Song by NF

from the album Therapy Session
- Released: April 22, 2016
- Genre: Hip hop
- Length: 5:22
- Label: Capitol CMG
- Songwriters: Nathan Feuerstein; Tommee Profitt;
- Producer: Profitt

Music video
- "How Could You Leave Us" on YouTube

= How Could You Leave Us =

2016 song by NF

"How Could You Leave Us" is a song by American rapper NF from his second studio album Therapy Session (2016). It was produced by Tommee Profitt.

==Content==
In the song, NF addresses his mother and her death from a drug overdose. He raps about feeling abandoned as a kid, due to her addiction, and struggling to deal with her absence following her death.

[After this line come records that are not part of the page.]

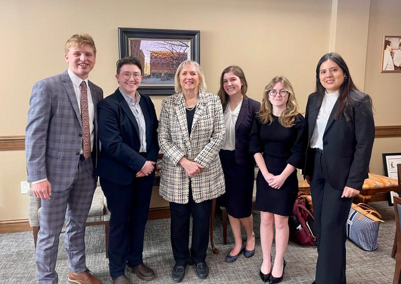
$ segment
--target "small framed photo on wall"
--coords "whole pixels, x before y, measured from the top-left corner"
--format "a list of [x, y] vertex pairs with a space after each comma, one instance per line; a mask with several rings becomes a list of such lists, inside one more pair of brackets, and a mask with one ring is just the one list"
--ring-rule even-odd
[[381, 45], [381, 72], [401, 72], [401, 36], [384, 36]]
[[[401, 153], [383, 153], [383, 166], [384, 175], [388, 178], [398, 179], [397, 164], [401, 164]], [[394, 195], [398, 196], [394, 192], [388, 192], [388, 205], [394, 205]]]

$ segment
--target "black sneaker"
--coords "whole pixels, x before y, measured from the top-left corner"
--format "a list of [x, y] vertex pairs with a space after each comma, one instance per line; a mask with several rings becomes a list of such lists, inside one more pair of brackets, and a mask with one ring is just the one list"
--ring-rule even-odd
[[185, 275], [185, 268], [182, 266], [175, 264], [172, 268], [171, 276], [174, 282], [181, 282]]
[[199, 262], [195, 264], [195, 270], [196, 270], [196, 275], [199, 278], [204, 279], [208, 277], [209, 274], [209, 268], [206, 262]]

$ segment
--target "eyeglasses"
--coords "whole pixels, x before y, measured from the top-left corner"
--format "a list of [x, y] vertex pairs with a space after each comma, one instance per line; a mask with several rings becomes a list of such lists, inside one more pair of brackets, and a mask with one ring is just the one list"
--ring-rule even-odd
[[269, 91], [269, 94], [272, 96], [276, 96], [277, 94], [280, 94], [280, 96], [285, 96], [288, 94], [288, 91], [285, 90], [281, 90], [279, 91], [278, 93], [277, 93], [277, 91], [275, 90], [271, 90]]
[[132, 76], [134, 79], [138, 79], [139, 77], [141, 76], [141, 74], [139, 73], [134, 73], [133, 74], [131, 74], [131, 73], [123, 73], [122, 74], [120, 74], [120, 75], [122, 76], [122, 78], [126, 80], [131, 78], [131, 76]]

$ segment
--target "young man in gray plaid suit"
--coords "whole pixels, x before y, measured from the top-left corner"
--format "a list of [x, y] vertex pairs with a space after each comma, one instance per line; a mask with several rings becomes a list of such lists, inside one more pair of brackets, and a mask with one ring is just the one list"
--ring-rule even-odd
[[66, 42], [68, 69], [34, 86], [30, 100], [25, 150], [28, 181], [40, 198], [42, 212], [36, 246], [38, 281], [57, 284], [59, 240], [64, 242], [70, 283], [101, 282], [86, 267], [85, 222], [96, 185], [97, 106], [103, 90], [88, 80], [96, 62], [90, 35]]

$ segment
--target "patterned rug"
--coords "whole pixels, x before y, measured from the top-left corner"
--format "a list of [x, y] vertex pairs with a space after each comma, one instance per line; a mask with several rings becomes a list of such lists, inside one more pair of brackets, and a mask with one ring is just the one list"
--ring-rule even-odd
[[[348, 284], [389, 284], [392, 282], [395, 260], [390, 254], [395, 232], [393, 208], [387, 202], [369, 204], [384, 218], [380, 225], [378, 248], [374, 252], [362, 250], [350, 241], [347, 242], [347, 280]], [[210, 270], [205, 280], [196, 277], [194, 268], [187, 266], [183, 284], [249, 284], [261, 283], [258, 272], [262, 253], [259, 226], [260, 218], [254, 212], [255, 232], [257, 238], [256, 253], [250, 258], [241, 256], [232, 264], [224, 261], [226, 254], [234, 242], [230, 226], [228, 228], [228, 244], [223, 244], [221, 218], [216, 218], [215, 244], [220, 250], [214, 254], [210, 249], [207, 262]], [[169, 238], [169, 219], [148, 222], [145, 236], [144, 262], [156, 273], [153, 283], [173, 283], [171, 269], [174, 260]], [[87, 266], [104, 283], [110, 282], [108, 260], [105, 258], [104, 228], [102, 226], [87, 228]], [[243, 237], [246, 238], [243, 232]], [[60, 238], [56, 271], [59, 283], [67, 283], [68, 266], [64, 248], [64, 234]], [[274, 246], [272, 254], [274, 256]], [[317, 254], [316, 248], [302, 248], [290, 242], [286, 254], [287, 266], [282, 283], [311, 284], [314, 280]], [[133, 275], [127, 274], [134, 283], [147, 283]], [[35, 283], [36, 277], [35, 248], [31, 232], [0, 234], [0, 283], [20, 284]]]

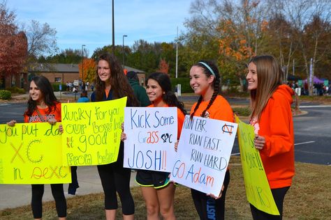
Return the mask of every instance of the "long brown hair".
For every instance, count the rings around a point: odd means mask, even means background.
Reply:
[[[256,65],[258,88],[251,91],[251,118],[260,120],[262,111],[272,93],[281,85],[284,73],[274,56],[262,55],[252,58],[249,64]]]
[[[105,53],[99,56],[97,64],[98,61],[101,60],[107,61],[110,68],[110,79],[109,80],[114,98],[118,99],[127,96],[127,102],[130,104],[131,106],[139,106],[139,102],[134,96],[133,91],[128,84],[122,65],[116,56],[109,53]],[[96,100],[98,102],[102,101],[105,93],[105,84],[100,79],[98,74],[98,68],[96,69],[94,81],[96,86]]]

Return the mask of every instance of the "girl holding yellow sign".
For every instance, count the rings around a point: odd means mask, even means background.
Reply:
[[[54,95],[52,85],[43,76],[34,77],[30,83],[28,109],[24,112],[24,123],[48,122],[53,125],[61,121],[61,103]],[[15,120],[7,124],[14,126]],[[60,130],[61,128],[60,128]],[[66,219],[66,201],[63,184],[51,184],[52,194],[55,200],[59,219]],[[41,219],[44,184],[32,184],[31,207],[34,218]]]
[[[200,61],[190,70],[190,84],[200,95],[191,109],[191,117],[198,116],[233,122],[233,113],[228,101],[218,95],[220,75],[215,64]],[[220,195],[206,195],[191,189],[192,198],[200,219],[224,219],[226,194],[230,182],[228,168]]]
[[[99,56],[95,86],[96,90],[91,95],[91,102],[112,100],[127,96],[127,106],[139,106],[122,65],[114,55],[105,53]],[[105,194],[107,220],[116,218],[118,207],[117,191],[122,202],[123,219],[134,219],[135,205],[130,191],[131,170],[123,167],[123,157],[124,145],[121,142],[117,161],[97,166]]]
[[[281,219],[283,202],[294,175],[294,133],[290,104],[293,91],[282,84],[283,72],[272,56],[258,56],[249,63],[246,79],[251,93],[250,123],[255,148],[260,151],[272,196],[280,215],[271,215],[251,204],[254,219]]]

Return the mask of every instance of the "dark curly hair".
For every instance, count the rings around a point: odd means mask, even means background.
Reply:
[[[134,96],[133,91],[128,84],[122,65],[116,56],[109,53],[105,53],[99,56],[98,62],[99,61],[107,61],[109,64],[110,68],[110,79],[109,80],[114,94],[114,98],[118,99],[127,96],[127,103],[130,103],[130,105],[133,107],[138,107],[139,101]],[[96,70],[94,81],[96,86],[96,100],[100,102],[102,101],[103,98],[105,84],[105,82],[100,79],[98,75],[98,69]]]
[[[164,92],[162,95],[162,99],[169,107],[175,107],[182,111],[186,115],[186,111],[184,108],[184,103],[179,102],[176,95],[171,90],[171,82],[169,76],[163,72],[153,72],[146,78],[146,84],[148,79],[152,79],[156,81]]]

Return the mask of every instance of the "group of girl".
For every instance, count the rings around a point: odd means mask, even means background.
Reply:
[[[233,122],[233,113],[228,102],[219,95],[221,77],[217,67],[208,61],[200,61],[190,70],[190,85],[194,93],[199,95],[190,111],[191,117],[199,116]],[[260,152],[267,178],[279,216],[263,212],[251,205],[254,219],[281,219],[283,201],[294,175],[294,135],[290,103],[293,92],[282,84],[282,72],[272,56],[253,58],[248,65],[247,74],[250,91],[252,113],[250,123],[254,127],[254,145]],[[155,72],[146,79],[146,91],[152,104],[148,107],[176,107],[178,116],[178,135],[186,113],[184,104],[171,89],[168,74]],[[95,81],[96,91],[91,102],[111,100],[127,96],[128,107],[138,107],[120,63],[116,57],[104,54],[99,57]],[[43,77],[32,79],[29,88],[28,109],[24,113],[25,123],[61,121],[61,104],[52,91],[48,80]],[[15,121],[8,125],[13,126]],[[125,140],[124,132],[121,135]],[[135,206],[130,192],[131,171],[123,167],[124,143],[122,141],[116,162],[98,165],[98,171],[105,194],[106,219],[115,219],[117,209],[117,193],[119,196],[124,219],[133,219]],[[145,201],[147,219],[175,219],[174,197],[175,185],[169,181],[169,173],[138,170],[136,182],[141,186]],[[200,219],[209,219],[208,212],[212,210],[213,219],[223,219],[225,199],[230,182],[228,168],[220,195],[206,195],[191,189],[194,205]],[[63,184],[51,184],[59,219],[66,217],[66,203]],[[32,212],[34,218],[41,219],[43,184],[32,185]],[[207,210],[208,207],[208,210]]]

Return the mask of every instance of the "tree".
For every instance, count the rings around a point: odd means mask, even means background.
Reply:
[[[298,43],[307,79],[309,79],[309,63],[312,59],[312,76],[319,61],[319,57],[330,47],[330,22],[331,19],[330,0],[282,0],[282,13],[293,25],[292,36]],[[328,32],[328,38],[325,35]],[[328,40],[328,47],[322,39]],[[330,49],[329,49],[330,53]],[[312,84],[308,80],[309,95],[312,95]]]
[[[93,58],[84,58],[82,63],[78,64],[80,79],[83,81],[93,81],[96,75],[96,61]],[[82,71],[84,70],[84,79]]]
[[[84,54],[86,54],[87,51],[84,51]],[[44,58],[43,56],[39,56],[38,58],[38,63],[75,63],[78,64],[82,62],[82,50],[80,49],[66,49],[62,50],[60,54],[55,55],[50,55]]]
[[[11,86],[13,76],[20,87],[20,74],[27,57],[27,37],[18,32],[15,15],[5,3],[0,3],[0,76],[4,78],[6,87]]]
[[[57,52],[57,31],[47,23],[41,24],[38,21],[31,20],[26,29],[23,26],[23,29],[28,40],[27,64],[29,67],[36,63],[39,56]]]
[[[161,58],[159,65],[158,72],[169,74],[169,64],[167,63],[165,59]]]

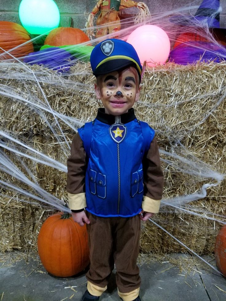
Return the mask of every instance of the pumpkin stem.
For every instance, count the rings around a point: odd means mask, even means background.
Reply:
[[[64,207],[65,208],[68,208],[68,205],[67,204],[65,204],[64,205]],[[71,216],[71,214],[69,213],[68,213],[68,212],[66,211],[64,211],[64,214],[62,215],[62,217],[61,217],[61,219],[62,218],[69,218]]]

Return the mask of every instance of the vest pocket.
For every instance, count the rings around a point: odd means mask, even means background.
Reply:
[[[105,175],[99,172],[96,181],[96,194],[102,199],[106,197],[106,177]]]
[[[143,190],[143,170],[133,172],[131,177],[131,196],[133,197],[137,193],[140,193]]]
[[[90,169],[89,183],[91,193],[102,199],[106,197],[106,177],[105,175]]]
[[[90,192],[93,194],[96,194],[96,172],[92,169],[90,169],[89,171],[89,190]]]

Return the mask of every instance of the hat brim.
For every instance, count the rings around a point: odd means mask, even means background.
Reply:
[[[140,83],[141,73],[136,64],[132,61],[125,59],[117,59],[105,62],[96,68],[93,74],[95,76],[107,74],[113,71],[117,71],[130,66],[134,67],[136,69]]]

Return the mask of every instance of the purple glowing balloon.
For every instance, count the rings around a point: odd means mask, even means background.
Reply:
[[[47,48],[29,53],[24,61],[30,65],[43,65],[53,70],[62,73],[70,71],[74,56],[66,50],[59,47]]]
[[[190,41],[180,44],[171,50],[169,56],[169,61],[177,64],[193,64],[200,60],[207,62],[214,61],[220,63],[226,60],[226,47],[212,43],[204,42]]]

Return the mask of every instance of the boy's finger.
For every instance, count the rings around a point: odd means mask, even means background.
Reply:
[[[86,223],[87,224],[89,224],[90,222],[89,221],[89,220],[87,216],[86,216],[86,217],[83,218],[83,221]]]

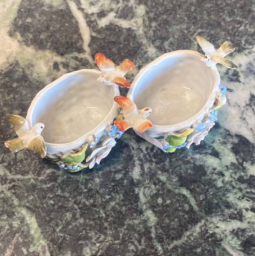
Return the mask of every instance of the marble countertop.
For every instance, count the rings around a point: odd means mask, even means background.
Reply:
[[[195,0],[3,0],[0,3],[0,255],[255,255],[254,2]],[[26,116],[63,74],[97,68],[103,53],[141,68],[179,49],[216,46],[228,90],[199,146],[173,154],[129,130],[91,170],[70,173],[25,149],[9,153],[5,118]],[[121,90],[124,95],[127,90]]]

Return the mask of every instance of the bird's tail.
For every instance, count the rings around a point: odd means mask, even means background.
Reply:
[[[17,152],[25,147],[24,141],[19,138],[7,140],[4,143],[4,146],[10,150],[11,152]]]
[[[105,69],[111,69],[116,67],[115,64],[111,60],[107,59],[103,54],[100,53],[95,55],[95,60],[99,69],[101,71],[104,69],[105,71],[106,71]]]
[[[128,123],[125,120],[115,120],[114,124],[117,126],[121,132],[124,132],[128,128]]]
[[[134,67],[135,64],[128,59],[126,59],[124,60],[118,67],[118,69],[121,72],[123,72],[125,75],[129,71],[130,71]]]
[[[143,132],[153,127],[151,122],[147,119],[143,119],[142,121],[136,124],[134,128],[138,132]]]
[[[235,48],[230,45],[228,41],[225,41],[221,45],[220,49],[224,53],[224,56],[225,56],[229,54],[231,52],[232,52]]]

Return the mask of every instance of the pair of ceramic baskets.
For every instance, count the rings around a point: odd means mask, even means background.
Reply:
[[[64,75],[37,94],[26,118],[7,116],[18,138],[5,146],[14,152],[27,147],[76,172],[99,164],[115,139],[130,127],[164,152],[200,144],[226,102],[216,64],[237,67],[224,58],[235,49],[228,42],[216,50],[202,37],[196,38],[205,55],[189,50],[165,53],[142,68],[132,84],[124,76],[132,63],[126,59],[117,67],[96,54],[101,71]],[[118,86],[130,87],[127,97]]]

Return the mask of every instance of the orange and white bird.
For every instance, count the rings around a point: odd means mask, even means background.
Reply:
[[[102,53],[97,53],[95,60],[99,69],[103,74],[97,81],[104,83],[107,85],[117,84],[121,87],[129,88],[131,84],[128,82],[124,76],[132,69],[135,64],[128,59],[122,61],[119,66],[116,66],[109,59],[107,59]]]
[[[11,152],[17,152],[27,147],[35,150],[43,158],[47,152],[44,140],[40,136],[44,124],[38,123],[31,127],[26,119],[16,114],[8,115],[6,118],[14,125],[14,131],[18,138],[6,141],[4,146]]]
[[[125,118],[114,121],[114,124],[120,131],[124,132],[134,127],[139,132],[143,132],[152,127],[151,122],[145,119],[151,113],[151,109],[146,107],[139,110],[134,102],[124,96],[115,96],[114,100],[122,107]]]
[[[213,45],[207,41],[201,35],[196,35],[196,39],[198,44],[205,53],[202,60],[206,61],[208,67],[210,67],[217,63],[220,63],[229,68],[236,69],[237,66],[224,57],[232,52],[235,49],[229,45],[228,41],[224,42],[217,50]]]

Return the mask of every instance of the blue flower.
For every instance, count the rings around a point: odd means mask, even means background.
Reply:
[[[184,143],[183,143],[182,144],[181,146],[175,146],[174,147],[175,148],[181,148],[182,147],[185,147],[185,146],[186,146],[186,144],[187,144],[187,142],[184,142]]]
[[[213,122],[216,121],[218,119],[218,112],[215,109],[212,109],[210,112],[208,116],[211,121]]]
[[[116,138],[117,139],[119,139],[124,133],[124,132],[121,132],[118,129],[116,132]]]
[[[221,95],[225,95],[227,91],[227,87],[222,84],[220,86],[220,93]]]
[[[205,122],[200,121],[199,123],[197,124],[195,127],[195,129],[196,132],[202,132],[205,127],[206,126],[206,124]]]
[[[111,137],[113,136],[115,133],[116,132],[116,130],[117,130],[117,127],[116,125],[112,125],[110,128],[110,131],[107,132],[107,133]]]

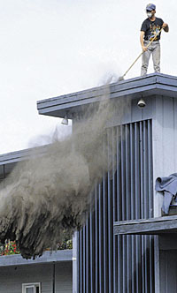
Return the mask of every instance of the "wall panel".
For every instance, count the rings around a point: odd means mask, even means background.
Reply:
[[[153,216],[151,120],[109,128],[106,139],[112,167],[96,186],[95,209],[79,232],[79,292],[88,278],[87,292],[153,293],[153,237],[113,235],[114,221]],[[88,227],[95,241],[84,237]]]

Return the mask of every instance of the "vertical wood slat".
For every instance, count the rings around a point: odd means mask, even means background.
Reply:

He sobs in the background while singing to her and tearfully talks to his mother in the outro.

==Critical reception==
Kevin Hoskins of Jesus Freak Hideout described the song as "one of the most emotionally gripping tracks I have heard in a long time as Nate opens his heart and past like a book for all of us to read with the ending product being absolutely stunning." Carlin Doyle of Reel Gospel called it "beautiful and heartbreaking."

==Music video==
The music video was released on January 30, 2017.

==Charts==

| Chart (2016) | Peak position |
|---|---|
| US Hot Christian Songs (Billboard) | 23 |

==Certifications==

| Region | Certification | Certified units/sales |
| Australia (ARIA) | Platinum | 70,000^{‡} |
| Canada (Music Canada) | Platinum | 80,000^{‡} |
| New Zealand (RMNZ) | Gold | 15,000^{‡} |
| United States (RIAA) | Platinum | 1,000,000^{‡} |
^{‡} Sales+streaming figures based on certification alone.